Des pierres taillées du néolithique aux poteries Bura, sans compter des
dents de dinosaures, cet ensemble exceptionnel couvre «quasiment toute
l'histoire et la préhistoire de l'Afrique», faisait observer à l'AFP
Marie-Hélène Moncel, chercheuse au CNRS et au Muséum d'histoire naturelle.
Les figurines ou poteries de la culture Bura, qui s'est développée dans le
bassin du Niger entre le IIe et le XIe siècle, sont sur la «liste rouge»
dressée par le Conseil international des musées des objets interdits
d'exportation ou les plus menacés. Marie-Hélène Moncel souligne que le
«préjudice reste énorme», dans la mesure où ces «objets n'ont plus de sens
archéologique», les fouilles illégales ayant totalement détruit les éléments
qui auraient pu restituer leur contexte historique.
Au musée des Beaux-Arts de Bordeaux, c'est le président du Syndicat national
des antiquaires, Christian Deydier, qui remet à la ville un saint
Jean-Baptiste du XVe siècle, qui avait disparu d'une église il y a
vingt-deux ans.
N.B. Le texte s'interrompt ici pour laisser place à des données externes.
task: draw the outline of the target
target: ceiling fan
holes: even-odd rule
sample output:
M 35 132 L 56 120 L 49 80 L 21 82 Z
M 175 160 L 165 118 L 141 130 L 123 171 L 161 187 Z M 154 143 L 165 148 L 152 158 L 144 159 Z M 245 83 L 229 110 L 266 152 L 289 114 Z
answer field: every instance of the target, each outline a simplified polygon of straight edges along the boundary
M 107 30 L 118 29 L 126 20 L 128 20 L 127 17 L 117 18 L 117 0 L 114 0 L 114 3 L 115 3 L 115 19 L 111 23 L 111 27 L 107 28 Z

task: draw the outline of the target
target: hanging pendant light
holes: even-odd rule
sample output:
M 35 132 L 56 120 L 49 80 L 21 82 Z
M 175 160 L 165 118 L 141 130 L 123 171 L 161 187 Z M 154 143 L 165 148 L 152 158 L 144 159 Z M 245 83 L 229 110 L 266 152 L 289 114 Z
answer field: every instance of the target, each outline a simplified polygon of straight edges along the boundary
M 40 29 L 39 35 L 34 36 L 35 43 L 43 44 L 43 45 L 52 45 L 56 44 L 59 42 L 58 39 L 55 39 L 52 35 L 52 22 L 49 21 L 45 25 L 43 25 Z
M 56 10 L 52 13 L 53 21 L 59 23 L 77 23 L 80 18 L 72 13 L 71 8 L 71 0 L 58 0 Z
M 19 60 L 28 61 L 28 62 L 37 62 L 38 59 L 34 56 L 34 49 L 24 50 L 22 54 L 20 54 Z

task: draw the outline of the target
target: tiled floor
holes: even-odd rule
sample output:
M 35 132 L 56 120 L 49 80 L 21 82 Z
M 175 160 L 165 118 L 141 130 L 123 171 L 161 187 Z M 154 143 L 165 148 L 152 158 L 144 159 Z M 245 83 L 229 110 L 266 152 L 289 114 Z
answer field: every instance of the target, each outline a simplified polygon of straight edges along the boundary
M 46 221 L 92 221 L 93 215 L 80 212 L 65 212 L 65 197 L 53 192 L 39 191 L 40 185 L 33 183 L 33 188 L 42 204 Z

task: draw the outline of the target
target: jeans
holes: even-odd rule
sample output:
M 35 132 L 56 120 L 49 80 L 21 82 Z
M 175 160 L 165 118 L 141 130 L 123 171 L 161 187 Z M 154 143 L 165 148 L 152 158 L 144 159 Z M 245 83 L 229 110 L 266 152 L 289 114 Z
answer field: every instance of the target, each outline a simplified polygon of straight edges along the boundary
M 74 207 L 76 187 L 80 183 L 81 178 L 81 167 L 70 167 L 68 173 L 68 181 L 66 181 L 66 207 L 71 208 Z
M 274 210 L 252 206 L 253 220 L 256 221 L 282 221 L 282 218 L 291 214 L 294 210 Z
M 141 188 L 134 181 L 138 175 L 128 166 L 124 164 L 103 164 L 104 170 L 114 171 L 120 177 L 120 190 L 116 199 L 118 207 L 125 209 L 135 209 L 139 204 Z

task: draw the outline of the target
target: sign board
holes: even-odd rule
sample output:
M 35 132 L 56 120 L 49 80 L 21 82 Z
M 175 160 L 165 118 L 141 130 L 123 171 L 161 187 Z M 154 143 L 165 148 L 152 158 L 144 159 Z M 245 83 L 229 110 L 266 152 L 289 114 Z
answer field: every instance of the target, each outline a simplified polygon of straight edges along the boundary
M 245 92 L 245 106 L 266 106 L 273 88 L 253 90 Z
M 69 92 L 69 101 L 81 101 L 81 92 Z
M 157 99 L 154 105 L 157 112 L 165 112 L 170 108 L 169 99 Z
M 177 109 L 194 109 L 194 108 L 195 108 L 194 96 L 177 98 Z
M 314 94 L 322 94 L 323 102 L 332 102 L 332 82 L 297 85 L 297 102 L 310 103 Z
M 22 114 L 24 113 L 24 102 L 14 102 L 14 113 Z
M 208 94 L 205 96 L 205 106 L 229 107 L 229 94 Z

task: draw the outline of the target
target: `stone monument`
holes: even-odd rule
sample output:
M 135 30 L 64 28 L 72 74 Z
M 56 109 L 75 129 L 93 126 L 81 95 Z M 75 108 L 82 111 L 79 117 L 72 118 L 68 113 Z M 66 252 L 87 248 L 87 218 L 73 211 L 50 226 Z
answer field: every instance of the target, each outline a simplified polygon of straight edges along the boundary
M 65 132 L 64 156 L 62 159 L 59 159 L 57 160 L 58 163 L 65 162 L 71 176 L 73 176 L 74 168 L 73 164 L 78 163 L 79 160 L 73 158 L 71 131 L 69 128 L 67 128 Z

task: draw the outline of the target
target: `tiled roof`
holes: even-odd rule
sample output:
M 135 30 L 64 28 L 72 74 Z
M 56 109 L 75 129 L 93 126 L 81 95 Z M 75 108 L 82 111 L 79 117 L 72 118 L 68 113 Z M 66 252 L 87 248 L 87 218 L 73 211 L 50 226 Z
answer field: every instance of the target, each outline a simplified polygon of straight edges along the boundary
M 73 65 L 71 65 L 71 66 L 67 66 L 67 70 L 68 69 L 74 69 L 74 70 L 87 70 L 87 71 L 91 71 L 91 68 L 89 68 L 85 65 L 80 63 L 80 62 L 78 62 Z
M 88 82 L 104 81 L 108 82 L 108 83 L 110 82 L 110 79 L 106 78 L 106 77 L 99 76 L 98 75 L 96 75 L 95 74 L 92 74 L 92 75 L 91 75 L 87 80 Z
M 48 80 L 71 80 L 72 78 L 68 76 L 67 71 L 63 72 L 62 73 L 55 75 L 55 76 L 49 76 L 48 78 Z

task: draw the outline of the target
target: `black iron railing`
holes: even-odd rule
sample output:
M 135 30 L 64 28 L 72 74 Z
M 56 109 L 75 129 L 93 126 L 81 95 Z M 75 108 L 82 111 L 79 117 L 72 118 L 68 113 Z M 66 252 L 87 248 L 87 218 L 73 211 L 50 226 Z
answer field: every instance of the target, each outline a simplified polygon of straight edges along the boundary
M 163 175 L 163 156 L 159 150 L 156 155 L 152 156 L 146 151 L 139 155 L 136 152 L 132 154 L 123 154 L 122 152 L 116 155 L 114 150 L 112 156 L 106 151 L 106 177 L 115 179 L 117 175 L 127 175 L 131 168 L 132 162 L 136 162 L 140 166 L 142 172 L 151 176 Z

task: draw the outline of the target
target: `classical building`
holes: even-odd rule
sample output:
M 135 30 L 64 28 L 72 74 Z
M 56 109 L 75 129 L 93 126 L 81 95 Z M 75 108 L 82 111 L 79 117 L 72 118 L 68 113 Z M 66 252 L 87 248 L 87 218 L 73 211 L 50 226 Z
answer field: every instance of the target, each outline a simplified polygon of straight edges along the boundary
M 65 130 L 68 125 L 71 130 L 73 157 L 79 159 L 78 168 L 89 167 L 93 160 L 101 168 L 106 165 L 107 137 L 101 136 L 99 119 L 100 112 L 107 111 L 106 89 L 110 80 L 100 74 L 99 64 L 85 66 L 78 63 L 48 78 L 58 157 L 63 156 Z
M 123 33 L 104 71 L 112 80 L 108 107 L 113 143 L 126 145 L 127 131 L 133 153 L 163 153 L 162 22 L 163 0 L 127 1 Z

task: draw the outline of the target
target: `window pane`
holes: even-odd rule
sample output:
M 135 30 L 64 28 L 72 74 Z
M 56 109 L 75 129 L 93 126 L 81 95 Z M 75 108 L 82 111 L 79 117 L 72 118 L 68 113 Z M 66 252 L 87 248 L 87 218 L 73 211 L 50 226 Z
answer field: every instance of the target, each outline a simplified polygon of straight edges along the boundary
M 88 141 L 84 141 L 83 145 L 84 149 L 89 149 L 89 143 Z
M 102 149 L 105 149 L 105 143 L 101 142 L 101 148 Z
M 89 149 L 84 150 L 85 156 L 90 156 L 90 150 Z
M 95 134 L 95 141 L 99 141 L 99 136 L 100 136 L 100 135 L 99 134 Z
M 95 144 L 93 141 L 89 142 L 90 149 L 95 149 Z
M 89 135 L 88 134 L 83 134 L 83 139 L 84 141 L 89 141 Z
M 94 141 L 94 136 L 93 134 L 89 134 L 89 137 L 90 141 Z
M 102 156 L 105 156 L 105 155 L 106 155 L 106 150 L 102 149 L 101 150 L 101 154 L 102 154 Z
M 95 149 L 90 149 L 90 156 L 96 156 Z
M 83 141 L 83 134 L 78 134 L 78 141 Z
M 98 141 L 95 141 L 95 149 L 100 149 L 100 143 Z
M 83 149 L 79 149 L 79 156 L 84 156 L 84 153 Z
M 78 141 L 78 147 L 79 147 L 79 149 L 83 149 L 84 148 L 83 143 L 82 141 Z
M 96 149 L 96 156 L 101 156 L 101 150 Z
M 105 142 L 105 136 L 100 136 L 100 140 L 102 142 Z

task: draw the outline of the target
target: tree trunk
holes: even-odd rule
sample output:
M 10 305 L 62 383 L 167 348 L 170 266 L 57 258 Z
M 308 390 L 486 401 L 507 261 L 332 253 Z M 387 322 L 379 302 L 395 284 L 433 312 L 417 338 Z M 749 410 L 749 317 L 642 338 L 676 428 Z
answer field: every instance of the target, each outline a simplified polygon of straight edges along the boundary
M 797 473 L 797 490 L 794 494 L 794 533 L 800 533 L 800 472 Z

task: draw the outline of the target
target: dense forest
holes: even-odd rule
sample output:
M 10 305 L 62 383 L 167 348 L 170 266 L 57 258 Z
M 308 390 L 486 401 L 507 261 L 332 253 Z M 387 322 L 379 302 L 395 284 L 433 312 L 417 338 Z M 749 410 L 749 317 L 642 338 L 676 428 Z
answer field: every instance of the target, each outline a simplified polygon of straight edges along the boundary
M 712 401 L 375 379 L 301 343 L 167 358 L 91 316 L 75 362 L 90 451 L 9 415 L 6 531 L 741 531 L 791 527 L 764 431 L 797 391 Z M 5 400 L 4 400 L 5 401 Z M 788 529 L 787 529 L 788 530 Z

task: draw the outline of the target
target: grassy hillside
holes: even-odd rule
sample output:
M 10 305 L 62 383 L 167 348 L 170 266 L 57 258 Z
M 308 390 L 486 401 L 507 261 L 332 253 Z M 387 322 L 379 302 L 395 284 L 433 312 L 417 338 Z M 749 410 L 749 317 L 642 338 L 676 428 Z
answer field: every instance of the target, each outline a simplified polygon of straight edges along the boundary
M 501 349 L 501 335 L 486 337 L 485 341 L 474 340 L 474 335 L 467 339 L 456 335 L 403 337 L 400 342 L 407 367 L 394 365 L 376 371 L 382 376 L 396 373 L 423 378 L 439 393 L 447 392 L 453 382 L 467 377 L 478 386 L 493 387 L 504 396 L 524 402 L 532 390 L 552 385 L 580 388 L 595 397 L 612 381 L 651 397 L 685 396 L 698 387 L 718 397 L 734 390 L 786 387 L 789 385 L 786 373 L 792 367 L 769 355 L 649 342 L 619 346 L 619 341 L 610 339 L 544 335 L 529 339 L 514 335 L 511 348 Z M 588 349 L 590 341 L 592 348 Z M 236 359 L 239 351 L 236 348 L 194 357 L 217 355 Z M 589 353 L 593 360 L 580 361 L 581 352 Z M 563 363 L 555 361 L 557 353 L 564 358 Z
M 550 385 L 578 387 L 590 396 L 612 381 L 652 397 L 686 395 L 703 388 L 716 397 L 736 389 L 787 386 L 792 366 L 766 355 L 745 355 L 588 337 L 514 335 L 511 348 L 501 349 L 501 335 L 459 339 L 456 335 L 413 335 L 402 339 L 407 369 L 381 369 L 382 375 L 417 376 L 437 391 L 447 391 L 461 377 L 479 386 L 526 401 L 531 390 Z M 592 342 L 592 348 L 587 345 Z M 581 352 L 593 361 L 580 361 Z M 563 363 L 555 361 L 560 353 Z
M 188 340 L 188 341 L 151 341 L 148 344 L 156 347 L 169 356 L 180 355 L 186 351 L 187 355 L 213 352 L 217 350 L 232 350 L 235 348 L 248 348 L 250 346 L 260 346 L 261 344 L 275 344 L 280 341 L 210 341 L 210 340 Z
Ce relief, dont une partie de la polychromie est toujours
présente, sera exposé jusqu'au 24 mars, avant de rejoindre la basilique
Saint-Michel, où il avait été volé.
Il fait partie d'un autel classé monument historique de sept panneaux en
albâtre sculptés dans les ateliers de Nottingham, qui avait été dérobé dans
une chapelle et remplacé par une copie en plâtre coloré, si bien que le vol
est resté inaperçu dix ans durant. Il a été découvert par hasard quand deux
des figures ont été proposées aux musées par la veuve d'un antiquaire
parisien, qui les avait acquises sans se douter de leur origine. Conduite
par le commandant Darties, l'enquête de l'OCBC avait permis de remonter la
filière. Quatre éléments ont disparu aux Etats-Unis. Le saint Jean-Baptiste
avait été revendu à un collectionneur monégasque, lui aussi de bonne foi,
Stephen Zuellig. Contacté par le président du Syndicat des antiquaires, il a
proposé de restituer cette très jolie sculpture.
La France est la première victime du pillage artistique dans le monde, avec
l'Italie, qui vient elle aussi d'obtenir plusieurs restitutions de statues
antiques de valeur des plus grands musées américains.